UCAD-Evénement du 14 août 2014 : Diatta Sall, la victime oubliée
Comme Bassirou Faye, il n’était pas un gréviste. Diatta Sall a pourtant souffert lors de cette chaude journée du 14 août 2014. Quand Bassirou Faye recevait une balle mortelle, lui se faisait passer à tabac par les Forces de l’ordre. Se sentant oublié, il se rappelle au bon souvenir des Sénégalais avec des rêves brisés.
Il y a un presqu’un an, Diatta Sall voyait son avenir lui filait entre les doigts. En Licence 2, à la Faculté des lettres et sciences humaines, il entrevoyait déjà un futur radieux. Dans sa famille, il est le seul qui ait atteint un tel niveau d’études. C’est le plus jeune et de grands espoirs reposaient sur ses épaules. Tous les jours, il quittait le domicile de son grand frère aux Parcelles Assainies pour suivre ses cours. Il n’avait pas la chance de loger au sein du campus social de l’Ucad mais fréquentait la chambre d’un de ses amis au Pavillon B. Mal lui en a pris.
Il ne savait pas que sa vie allait basculer en quelques minutes. Ce fameux jour où l’étudiant Bassirou Faye est tombé sous les balles de la police, lui a vu ses rêves se briser. Comme à l’accoutumée, les étudiants revendiquaient le paiement de leurs bourses d’études en barrant la route et en affrontant les Forces de l’ordre. Malheureusement pour Diatta Sall, ce jour fatidique, les hommes de tenue ont pénétré dans l’espace universitaire.

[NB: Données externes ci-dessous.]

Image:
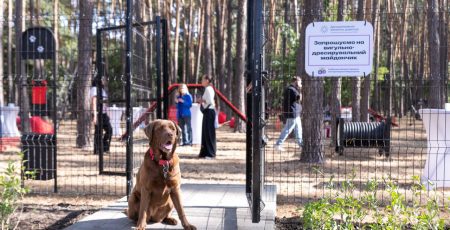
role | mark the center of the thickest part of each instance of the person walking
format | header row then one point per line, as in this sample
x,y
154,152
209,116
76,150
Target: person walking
x,y
291,113
208,147
184,104
105,122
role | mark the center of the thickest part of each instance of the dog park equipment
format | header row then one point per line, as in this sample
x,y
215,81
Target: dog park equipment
x,y
363,135
8,115
437,126
196,123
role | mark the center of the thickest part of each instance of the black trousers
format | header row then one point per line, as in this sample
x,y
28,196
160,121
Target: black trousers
x,y
107,128
208,148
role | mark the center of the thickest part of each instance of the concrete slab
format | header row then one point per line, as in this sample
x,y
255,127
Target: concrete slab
x,y
207,206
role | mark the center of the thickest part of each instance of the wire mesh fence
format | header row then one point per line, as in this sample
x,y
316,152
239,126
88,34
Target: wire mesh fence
x,y
398,140
396,96
72,111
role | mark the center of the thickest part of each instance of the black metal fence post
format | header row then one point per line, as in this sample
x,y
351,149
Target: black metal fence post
x,y
97,136
255,62
248,108
128,108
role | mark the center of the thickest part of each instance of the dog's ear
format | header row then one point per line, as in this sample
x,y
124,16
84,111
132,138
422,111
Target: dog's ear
x,y
148,130
177,128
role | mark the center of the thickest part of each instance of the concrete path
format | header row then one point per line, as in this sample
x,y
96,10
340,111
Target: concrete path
x,y
207,206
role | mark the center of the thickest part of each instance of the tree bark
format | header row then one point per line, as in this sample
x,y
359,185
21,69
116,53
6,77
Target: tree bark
x,y
10,65
229,49
2,7
187,44
356,82
177,40
443,19
404,53
200,43
240,61
312,91
376,21
84,73
207,60
336,83
434,55
221,12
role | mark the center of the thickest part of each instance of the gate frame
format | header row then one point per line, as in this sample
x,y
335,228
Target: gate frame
x,y
161,72
254,185
25,54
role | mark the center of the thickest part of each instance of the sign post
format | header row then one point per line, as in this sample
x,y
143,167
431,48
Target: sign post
x,y
338,49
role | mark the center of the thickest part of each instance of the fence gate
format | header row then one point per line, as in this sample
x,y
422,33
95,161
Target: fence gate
x,y
139,96
255,110
38,116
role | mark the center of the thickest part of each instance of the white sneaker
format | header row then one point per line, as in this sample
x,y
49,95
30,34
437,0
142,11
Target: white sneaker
x,y
278,148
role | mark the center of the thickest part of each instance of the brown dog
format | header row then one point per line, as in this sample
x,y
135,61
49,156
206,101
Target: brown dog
x,y
157,188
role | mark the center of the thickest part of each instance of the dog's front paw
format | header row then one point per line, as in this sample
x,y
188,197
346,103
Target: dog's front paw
x,y
170,221
189,227
141,227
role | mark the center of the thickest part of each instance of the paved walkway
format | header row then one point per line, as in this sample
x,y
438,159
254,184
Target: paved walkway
x,y
207,206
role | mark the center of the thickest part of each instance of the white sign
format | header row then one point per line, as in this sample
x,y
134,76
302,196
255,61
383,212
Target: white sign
x,y
338,49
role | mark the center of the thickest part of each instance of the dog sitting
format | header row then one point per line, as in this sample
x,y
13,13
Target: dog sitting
x,y
157,189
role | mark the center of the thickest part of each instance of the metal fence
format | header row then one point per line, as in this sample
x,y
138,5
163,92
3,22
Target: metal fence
x,y
51,106
398,143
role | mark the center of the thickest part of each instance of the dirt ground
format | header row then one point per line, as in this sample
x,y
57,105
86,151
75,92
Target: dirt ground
x,y
297,183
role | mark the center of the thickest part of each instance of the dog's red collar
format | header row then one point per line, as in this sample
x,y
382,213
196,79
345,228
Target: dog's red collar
x,y
160,162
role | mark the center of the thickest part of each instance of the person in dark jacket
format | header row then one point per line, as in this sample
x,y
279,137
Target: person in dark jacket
x,y
208,148
291,113
104,124
184,104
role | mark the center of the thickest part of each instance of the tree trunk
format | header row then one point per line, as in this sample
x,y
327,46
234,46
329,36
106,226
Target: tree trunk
x,y
221,9
376,21
240,61
356,82
404,58
434,55
336,87
200,43
84,73
207,60
177,41
365,96
312,151
10,65
422,55
229,52
2,7
443,19
186,77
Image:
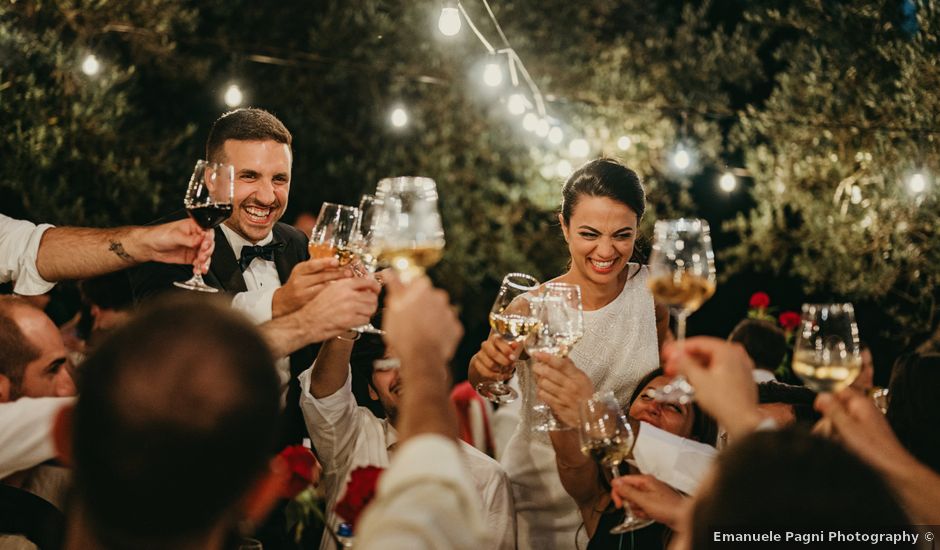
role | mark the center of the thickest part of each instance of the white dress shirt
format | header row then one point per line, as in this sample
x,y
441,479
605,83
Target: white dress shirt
x,y
19,247
26,432
347,436
262,280
424,501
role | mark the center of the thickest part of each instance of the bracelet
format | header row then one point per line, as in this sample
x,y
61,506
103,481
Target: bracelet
x,y
356,336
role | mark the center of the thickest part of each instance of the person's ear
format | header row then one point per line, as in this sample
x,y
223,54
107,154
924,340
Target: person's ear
x,y
264,494
62,434
564,227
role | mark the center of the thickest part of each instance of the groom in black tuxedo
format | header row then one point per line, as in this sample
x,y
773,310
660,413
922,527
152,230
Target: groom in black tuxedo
x,y
258,260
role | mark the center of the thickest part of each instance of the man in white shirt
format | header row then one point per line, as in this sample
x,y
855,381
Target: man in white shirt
x,y
263,263
347,436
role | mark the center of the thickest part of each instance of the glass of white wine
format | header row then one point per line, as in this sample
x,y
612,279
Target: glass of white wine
x,y
826,355
511,317
560,325
606,436
408,231
682,277
335,232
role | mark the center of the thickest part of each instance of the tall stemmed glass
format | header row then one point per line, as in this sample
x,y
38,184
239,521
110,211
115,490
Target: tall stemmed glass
x,y
408,231
682,276
512,318
560,326
363,245
334,233
208,201
826,355
607,437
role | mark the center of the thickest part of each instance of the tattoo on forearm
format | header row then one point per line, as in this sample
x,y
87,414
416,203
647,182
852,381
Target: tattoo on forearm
x,y
118,250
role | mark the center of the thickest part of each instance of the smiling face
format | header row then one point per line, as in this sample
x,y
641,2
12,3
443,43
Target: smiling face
x,y
601,234
262,185
672,417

Le bâtiment où il se trouvait a été pris d’assaut. De la pièce, ils entendaient les policiers forcer les portes des chambres voisines. Pris de peur, les quatre occupants ont barricadé la porte avec un lit et se sont sauvés par la fenêtre. Les trois premiers ont pu se sauver mais lui n’a pas eu autant de chance. En atteignant le sol, Diatta Sall s’est cassé les deux jambes et ne pouvait donc plus bouger. Comble de malchance, un groupe de policiers le trouvent par terre pour le rouer de coups. Il se retrouve en plus de ses fractures avec un traumatisme crânien. En position de «cartouchard», il n’a pas pu faire les examens malgré ses justificatifs en bonne et due forme.

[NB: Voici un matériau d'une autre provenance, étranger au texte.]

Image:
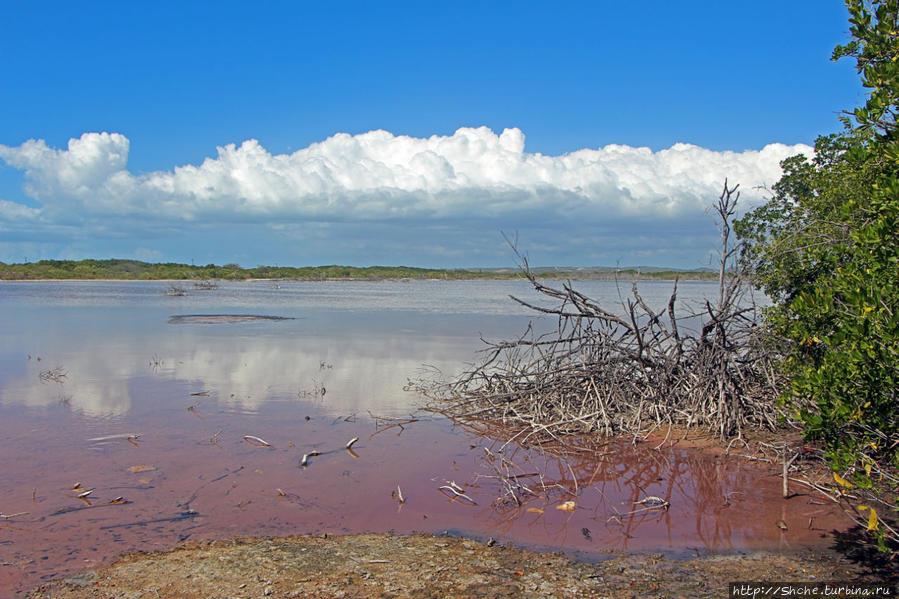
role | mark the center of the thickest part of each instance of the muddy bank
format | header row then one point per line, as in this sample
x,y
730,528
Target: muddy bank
x,y
371,565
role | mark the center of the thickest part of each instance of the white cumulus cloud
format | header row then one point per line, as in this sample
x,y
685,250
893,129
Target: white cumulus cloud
x,y
382,176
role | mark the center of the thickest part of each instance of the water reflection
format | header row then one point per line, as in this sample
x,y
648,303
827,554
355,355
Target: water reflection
x,y
195,390
236,367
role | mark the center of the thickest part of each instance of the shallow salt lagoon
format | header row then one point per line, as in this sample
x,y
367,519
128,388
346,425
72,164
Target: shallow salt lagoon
x,y
153,402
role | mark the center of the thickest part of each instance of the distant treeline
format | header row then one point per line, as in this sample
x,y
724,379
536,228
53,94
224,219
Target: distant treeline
x,y
137,270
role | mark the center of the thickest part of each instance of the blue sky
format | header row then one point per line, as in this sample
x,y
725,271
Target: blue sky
x,y
376,133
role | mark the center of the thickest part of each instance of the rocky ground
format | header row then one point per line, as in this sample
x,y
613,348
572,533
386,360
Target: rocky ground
x,y
370,565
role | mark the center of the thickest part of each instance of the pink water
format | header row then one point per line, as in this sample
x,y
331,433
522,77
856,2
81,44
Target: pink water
x,y
171,405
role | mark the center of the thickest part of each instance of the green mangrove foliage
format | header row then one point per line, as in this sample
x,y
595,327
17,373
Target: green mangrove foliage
x,y
826,249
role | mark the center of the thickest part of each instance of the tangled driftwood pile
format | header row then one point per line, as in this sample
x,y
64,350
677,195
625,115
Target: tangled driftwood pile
x,y
628,371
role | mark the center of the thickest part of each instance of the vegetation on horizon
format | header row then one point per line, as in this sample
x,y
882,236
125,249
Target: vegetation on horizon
x,y
137,270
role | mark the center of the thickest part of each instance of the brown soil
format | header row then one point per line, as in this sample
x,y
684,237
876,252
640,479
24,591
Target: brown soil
x,y
371,565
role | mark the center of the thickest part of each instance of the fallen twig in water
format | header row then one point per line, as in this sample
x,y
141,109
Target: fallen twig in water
x,y
456,493
53,375
305,461
11,516
256,441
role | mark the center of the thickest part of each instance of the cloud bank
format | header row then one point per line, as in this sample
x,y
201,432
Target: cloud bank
x,y
381,176
378,198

Demande d’audience auprès du chef de l’Etat
Toujours en convalescence, Diatta Sall vit encore le contrecoup de cette journée. Immobilisé pendant trois mois, il a retrouvé l’usage de ses jambes mais n’est plus aussi alerte qu’avant. Ses pas sont mesurés, ses gestes lents. Il attend les résultats du dernier scanner qu’il a passé à l’hôpital général de Grand-Yoff où il avait été acheminé. «J’ai encore de terribles maux de tête», confie-t-il la voix à peine audible. Le jeune qui parvenait à se prendre en charge grâce à de petits commerces n’a plus cette possibilité. Il dépend aujourd’hui de son grand frère qui parvient à peine à joindre les deux bouts pour entretenir sa petite famille.
Orphelin de père depuis ses quatre ans, Diatta Sall a une maman qui a presque 70 ans. Cependant malgré les mésaventures qu’il vit encore, le jeune Foundiougnois garde l’espoir de finir ses études. Aujourd’hui, il sollicite une audience auprès du chef de l’Etat pour plaider sa cause. «C’est vrai que Bassirou Faye a perdu la vie ce jour-là. Mais il y a eu d’autres victimes dont moi. Je suis laissé en rade. Je veux que l’on me prenne en charge pour me faire soigner en France et qu’on m’offre une bourse pour que je puisse terminer mes études», demande-t-il. Diatta Sall avait été pris en charge par le Centre des œuvres universitaires de Dakar (Coud) au niveau de l’hôpital de Grand-Yoff. Il avait la somme d’un million de franc Cfa. Mais entre les allers-retours à l’hôpital et les ordonnances, cette somme a vite fondu et il se retrouve aujourd’hui sans ressources.
Demande de réparation
Les jours qui ont suivi son passage à tabac par les Forces de l’ordre, les Sénégalais ont suivi à travers les chaînes de télévision et les sites internet, les minutes de ce drame. Une vidéo amateur a immortalisé ce douloureux moment.
Cependant, il n’y a eu aucune suite dans cette affaire. Les auteurs de cette séance de torture n’ont pas été inquiétés. Par défaut de soutien, Diatta Sall n’a pas porté plainte. Cependant, il veut que justice lui soit rendue.